6. In this exercise, you will further analyze the Wage data set considered throughout this chapter.

library(ISLR2)
## Warning: package 'ISLR2' was built under R version 4.4.3
library(boot)
library(ggplot2)
## Warning: package 'ggplot2' was built under R version 4.4.3
  1. Perform polynomial regression to predict wage using age. Use cross-validation to select the optimal degree d for the polynomial.
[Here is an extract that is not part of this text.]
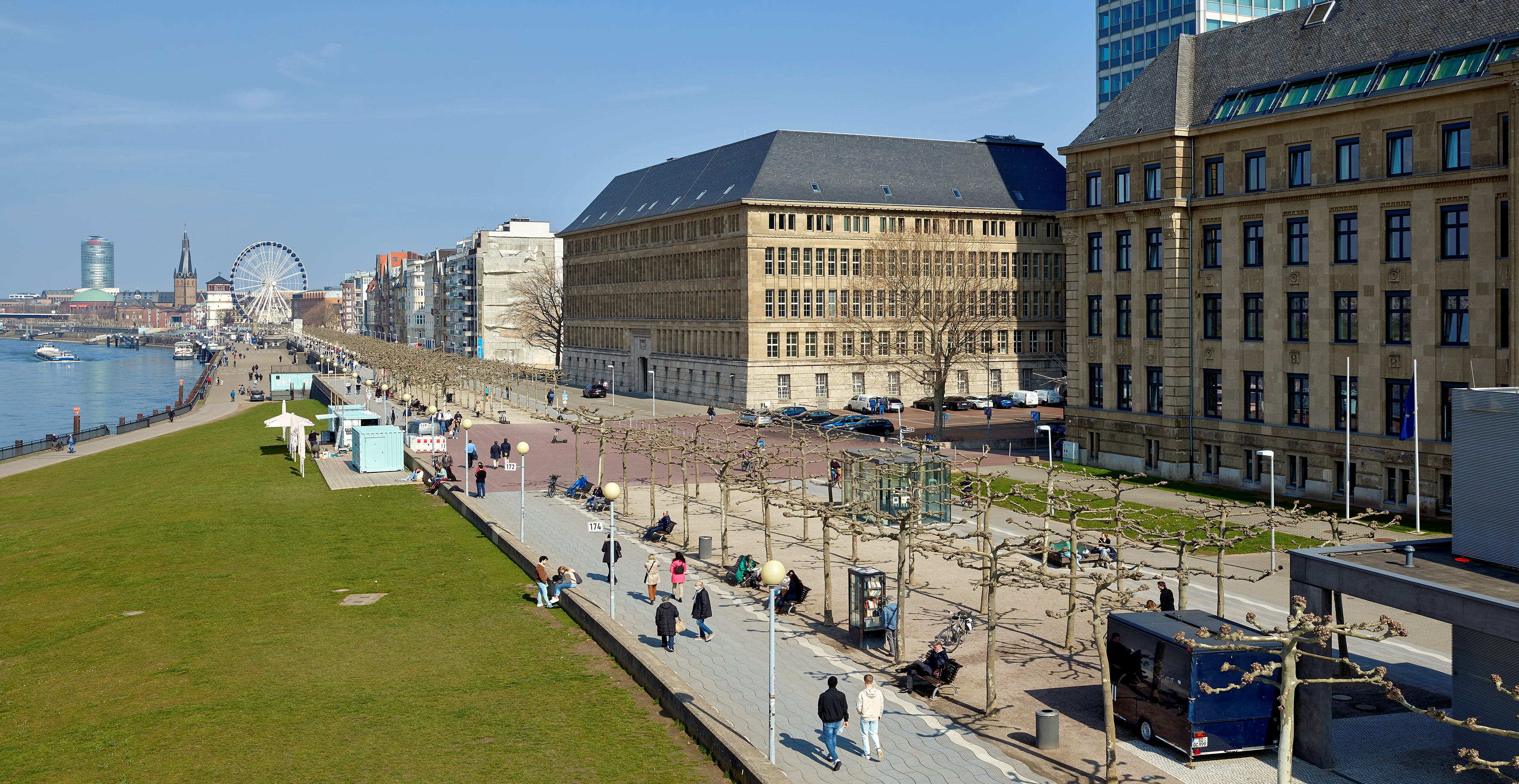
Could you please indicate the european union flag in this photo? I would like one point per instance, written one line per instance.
(1409, 417)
What degree was chosen, and how does this compare to the results of hypothesis testing using ANOVA? Make a plot of the resulting polynomial fit to the data.
set.seed(1)
cv.errors<-rep(NA,10)
for (d in 1:10) {
  glm.fit<-glm(wage~poly(age,d),data=Wage)
  cv.errors[d]<-cv.glm(Wage,glm.fit,K=10)$delta[1]}
optimal.d<-which.min(cv.errors)
optimal.d
## [1] 9

Performing an ANOVA test using nested polynomial models will typically confirm that degree 4 (or similar) is optimal, aligning with the CV result.
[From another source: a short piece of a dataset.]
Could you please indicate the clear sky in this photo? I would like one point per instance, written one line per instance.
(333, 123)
fit<-lm(wage~poly(age,optimal.d),data=Wage)
age.grid <- seq(from = min(Wage$age), to = max(Wage$age), length.out = 100)
preds <- predict(fit, newdata = data.frame(age = age.grid))
pred.df<-data.frame(age=age.grid,wage=preds)
ggplot(Wage, aes(x = age, y = wage)) +
  geom_point(alpha = 0.4) +
  geom_line(data = pred.df, aes(x = age, y = wage), color = "blue", size = 1) +
  labs(title = paste("Polynomial Regression (Degree", optimal.d, ")"),
       x = "Age", y = "Wage")
## Warning: Using `size` aesthetic for lines was deprecated in ggplot2 3.4.0.
## ℹ Please use `linewidth` instead.
## This warning is displayed once every 8 hours.
## Call `lifecycle::last_lifecycle_warnings()` to see where this warning was
## generated.

  1. Fit a step function to predict wage using age, and perform crossvalidation to choose the optimal number of cuts. Make a plot of the fit obtained.
cv.errors.step <- rep(NA, 10)
set.seed(2)
for (k in 2:10) {
  Wage$age.cut <- cut(Wage$age, k)
  fit <- glm(wage ~ age.cut, data = Wage)
  cv.errors.step[k] <- cv.glm(Wage, fit, K = 10)$delta[1]}
optimal.k <- which.min(cv.errors.step[2:10]) + 1
optimal.k
## [1] 8
Wage$age.cut <- cut(Wage$age, optimal.k)
step.fit <- lm(wage ~ age.cut, data = Wage)
ggplot(Wage, aes(x = age, y = wage)) +
  geom_point(alpha = 0.4) +
  geom_smooth(method = "lm", formula = y ~ age.cut, color = "red") +
  labs(title = paste("Step Function with", optimal.k, "Cuts"))
## Warning: Failed to fit group -1.
## Caused by error:
## ! object 'age.cut' not found

10. This question relates to the College data set.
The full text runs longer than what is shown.